El tono que calmaba multitudes
La característica principal de Don Melquiades era su entonación suave y controlada, con un ritmo pausado que servía como contrapunto a la efervescencia de las gradas. Su voz, descrita como aflautada y armónica, se hizo familiar no solo para los asistentes al estadio, sino también para los televidentes durante las décadas de los 80 y 90. "Realmente fui el primero por los altavoces", solía recordar con orgullo el locutor, cuya carrera estuvo intrínsecamente ligada al desarrollo del recinto.
Su labor trascendió el ámbito deportivo. A través de Televisa, participó en campañas de servicio comunitario, popularizando la frase "Canal 5 al servicio, se solicita su colaboración para ayudar a localizar a...", que resonaba en hogares de todo el país. Pero su legado más perdurable se forjó durante los Mundiales de 1970 y 1986, donde anunció alineaciones, cambios y, en ocasiones, la búsqueda de niños extraviados.
Un testigo de la historia futbolística
Desde su cabina en la parte alta del estadio, acompañado siempre por su esposa, Melquiades Sánchez fue testigo de momentos icónicos. Presenció los goles de Diego Maradona ante Inglaterra y la espectacular tijera de Manuel Negrete, cantando cada anotación con la pasión que lo caracterizaba. En una reflexión sobre su trayectoria, declaró: "Yo no soy la voz del estadio, sino las voces de todos los aficionados se hacen una. A mí me da vida el estadio".
Su conexión con el Azteca era tan profunda que, anticipando su eventual partida, expresó: "Me asombro de haber pasado tantos años aquí... espero que me recuerden con la alegría con la que trabajé". Comparó la permanencia del estadio con la vigencia de artistas como Rembrandt o Van Gogh, confiando en que el coloso seguiría escribiendo su historia.
El relevo generacional hacia el Mundial 2026
Con la aproximación del Mundial 2026, que se celebrará parcialmente en México, surge la pregunta inevitable: ¿quién heredará el micrófono del Azteca? El comité organizador busca una voz que combine tradición y modernidad, capaz de capturar la espectacularidad del evento. En este contexto, Nina Cervantes emerge como la candidata principal, al menos para el partido inaugural entre México y Portugal.
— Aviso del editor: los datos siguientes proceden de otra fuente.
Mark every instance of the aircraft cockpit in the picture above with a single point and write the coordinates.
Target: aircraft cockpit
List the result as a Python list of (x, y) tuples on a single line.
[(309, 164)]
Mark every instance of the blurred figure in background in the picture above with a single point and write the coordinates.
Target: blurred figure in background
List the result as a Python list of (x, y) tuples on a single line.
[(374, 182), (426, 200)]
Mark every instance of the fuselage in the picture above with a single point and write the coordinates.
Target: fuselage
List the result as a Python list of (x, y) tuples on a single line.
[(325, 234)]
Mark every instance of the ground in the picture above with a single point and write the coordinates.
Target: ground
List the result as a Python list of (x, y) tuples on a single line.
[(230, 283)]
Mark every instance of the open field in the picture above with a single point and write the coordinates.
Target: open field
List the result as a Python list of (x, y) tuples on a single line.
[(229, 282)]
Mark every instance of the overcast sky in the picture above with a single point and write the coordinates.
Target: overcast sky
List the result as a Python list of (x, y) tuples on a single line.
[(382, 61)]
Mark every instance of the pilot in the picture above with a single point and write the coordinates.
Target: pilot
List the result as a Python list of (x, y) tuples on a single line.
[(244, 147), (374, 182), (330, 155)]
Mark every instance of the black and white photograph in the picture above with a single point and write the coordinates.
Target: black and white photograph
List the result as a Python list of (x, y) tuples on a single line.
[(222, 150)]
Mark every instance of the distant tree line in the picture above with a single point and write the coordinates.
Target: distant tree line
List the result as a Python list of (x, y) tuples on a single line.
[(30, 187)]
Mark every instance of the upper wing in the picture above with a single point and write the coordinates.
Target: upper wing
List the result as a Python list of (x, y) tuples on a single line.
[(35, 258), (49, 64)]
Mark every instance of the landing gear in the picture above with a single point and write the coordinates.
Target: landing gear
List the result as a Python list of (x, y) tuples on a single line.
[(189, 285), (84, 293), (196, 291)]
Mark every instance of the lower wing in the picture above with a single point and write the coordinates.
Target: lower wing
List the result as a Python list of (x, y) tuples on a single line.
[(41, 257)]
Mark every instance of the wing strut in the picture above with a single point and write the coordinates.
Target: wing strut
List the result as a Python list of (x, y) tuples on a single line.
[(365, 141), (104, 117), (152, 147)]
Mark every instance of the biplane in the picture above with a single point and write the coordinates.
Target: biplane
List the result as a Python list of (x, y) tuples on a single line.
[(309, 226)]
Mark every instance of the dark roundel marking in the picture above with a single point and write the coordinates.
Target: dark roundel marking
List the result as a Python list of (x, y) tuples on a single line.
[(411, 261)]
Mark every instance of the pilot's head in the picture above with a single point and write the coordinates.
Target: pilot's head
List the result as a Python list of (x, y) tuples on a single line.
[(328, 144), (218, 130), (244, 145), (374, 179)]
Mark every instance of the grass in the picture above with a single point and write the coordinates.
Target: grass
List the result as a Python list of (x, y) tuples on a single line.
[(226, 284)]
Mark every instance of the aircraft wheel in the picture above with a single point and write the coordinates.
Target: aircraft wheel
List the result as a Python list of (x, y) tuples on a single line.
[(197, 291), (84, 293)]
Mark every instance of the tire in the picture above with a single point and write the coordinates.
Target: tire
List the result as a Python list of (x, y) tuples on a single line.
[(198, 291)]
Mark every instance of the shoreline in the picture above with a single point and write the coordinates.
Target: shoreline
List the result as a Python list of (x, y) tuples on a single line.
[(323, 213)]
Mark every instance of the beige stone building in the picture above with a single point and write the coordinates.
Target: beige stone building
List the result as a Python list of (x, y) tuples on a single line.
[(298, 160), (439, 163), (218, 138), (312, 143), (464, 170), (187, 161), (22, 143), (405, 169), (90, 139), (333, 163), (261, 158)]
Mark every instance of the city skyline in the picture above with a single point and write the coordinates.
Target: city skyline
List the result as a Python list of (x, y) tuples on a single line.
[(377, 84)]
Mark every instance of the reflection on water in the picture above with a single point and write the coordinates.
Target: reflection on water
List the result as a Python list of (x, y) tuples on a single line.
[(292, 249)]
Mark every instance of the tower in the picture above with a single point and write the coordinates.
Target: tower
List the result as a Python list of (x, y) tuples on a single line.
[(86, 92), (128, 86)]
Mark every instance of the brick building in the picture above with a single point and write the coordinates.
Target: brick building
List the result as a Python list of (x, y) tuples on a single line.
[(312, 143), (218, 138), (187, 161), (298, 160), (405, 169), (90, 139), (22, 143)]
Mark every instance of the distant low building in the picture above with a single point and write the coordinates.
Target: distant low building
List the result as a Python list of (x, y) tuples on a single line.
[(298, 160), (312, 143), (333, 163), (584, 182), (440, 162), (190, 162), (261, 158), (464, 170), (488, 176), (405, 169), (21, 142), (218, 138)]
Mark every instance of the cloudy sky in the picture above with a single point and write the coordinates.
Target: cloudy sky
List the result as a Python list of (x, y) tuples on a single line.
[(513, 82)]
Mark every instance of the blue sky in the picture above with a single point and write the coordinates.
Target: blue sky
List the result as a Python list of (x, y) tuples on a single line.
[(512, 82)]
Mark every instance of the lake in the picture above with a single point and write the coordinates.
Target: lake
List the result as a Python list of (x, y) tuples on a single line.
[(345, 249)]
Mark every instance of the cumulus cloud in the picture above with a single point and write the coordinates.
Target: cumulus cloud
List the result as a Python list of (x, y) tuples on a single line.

Cervantes, con experiencia como presentadora del Club América durante varios años, representa un cambio significativo: no solo es una voz femenina en un espacio tradicionalmente masculino, sino también una figura contemporánea que conecta con nuevas generaciones. Sin embargo, su participación más allá del juego inaugural aún no está confirmada, dejando abierta la posibilidad de que otros locutoras o locutores puedan sumarse.
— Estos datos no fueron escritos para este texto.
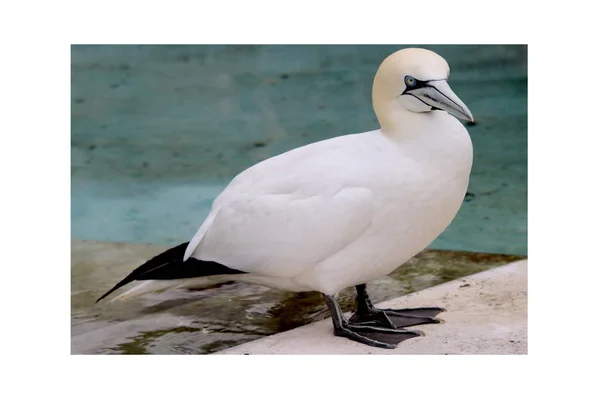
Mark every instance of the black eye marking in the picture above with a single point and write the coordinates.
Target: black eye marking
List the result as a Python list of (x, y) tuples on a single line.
[(409, 81)]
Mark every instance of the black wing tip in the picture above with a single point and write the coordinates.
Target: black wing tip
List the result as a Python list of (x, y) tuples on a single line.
[(117, 286)]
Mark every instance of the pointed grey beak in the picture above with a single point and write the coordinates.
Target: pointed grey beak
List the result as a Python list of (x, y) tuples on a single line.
[(438, 94)]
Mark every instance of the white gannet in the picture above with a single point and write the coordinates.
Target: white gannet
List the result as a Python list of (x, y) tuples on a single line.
[(340, 212)]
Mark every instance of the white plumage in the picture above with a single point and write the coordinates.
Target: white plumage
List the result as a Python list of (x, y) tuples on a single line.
[(348, 210)]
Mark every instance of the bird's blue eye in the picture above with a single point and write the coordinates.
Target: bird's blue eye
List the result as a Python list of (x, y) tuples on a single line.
[(410, 81)]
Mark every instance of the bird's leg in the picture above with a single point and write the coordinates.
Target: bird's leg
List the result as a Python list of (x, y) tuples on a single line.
[(367, 315), (370, 335)]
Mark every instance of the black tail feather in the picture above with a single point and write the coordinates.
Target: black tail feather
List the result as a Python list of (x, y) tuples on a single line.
[(170, 265)]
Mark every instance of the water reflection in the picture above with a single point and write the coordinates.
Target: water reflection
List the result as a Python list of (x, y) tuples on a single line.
[(222, 316)]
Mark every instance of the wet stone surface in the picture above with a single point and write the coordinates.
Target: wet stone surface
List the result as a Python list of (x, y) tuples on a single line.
[(222, 316)]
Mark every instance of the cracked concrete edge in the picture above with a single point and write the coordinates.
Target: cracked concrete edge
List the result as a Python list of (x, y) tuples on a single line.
[(486, 314)]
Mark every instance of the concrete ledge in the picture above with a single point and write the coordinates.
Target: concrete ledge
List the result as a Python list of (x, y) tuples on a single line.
[(487, 314)]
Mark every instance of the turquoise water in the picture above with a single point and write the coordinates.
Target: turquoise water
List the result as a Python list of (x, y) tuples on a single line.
[(158, 131)]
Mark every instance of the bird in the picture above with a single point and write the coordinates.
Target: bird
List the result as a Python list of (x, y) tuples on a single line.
[(341, 212)]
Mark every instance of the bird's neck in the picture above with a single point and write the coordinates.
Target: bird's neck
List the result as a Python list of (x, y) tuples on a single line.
[(398, 122)]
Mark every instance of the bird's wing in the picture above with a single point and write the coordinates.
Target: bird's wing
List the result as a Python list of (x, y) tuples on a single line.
[(282, 234)]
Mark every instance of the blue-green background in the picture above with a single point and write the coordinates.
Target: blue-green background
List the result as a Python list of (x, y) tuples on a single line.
[(158, 131)]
El legado de una voz inolvidable
Lo cierto es que, como el mismo Melquiades Sánchez anticipó, dificilmente existirá otra voz que encapsule de manera tan auténtica la esencia del Estadio Azteca. Su tono, su cadencia y su presencia generacional marcaron una era. Mientras el mundo se prepara para un nuevo capítulo futbolístico, la transición hacia Nina Cervantes simboliza no solo un cambio de voz, sino la evolución de un ícono que seguirá resonando, ahora con acentos distintos, en el corazón del fútbol mexicano.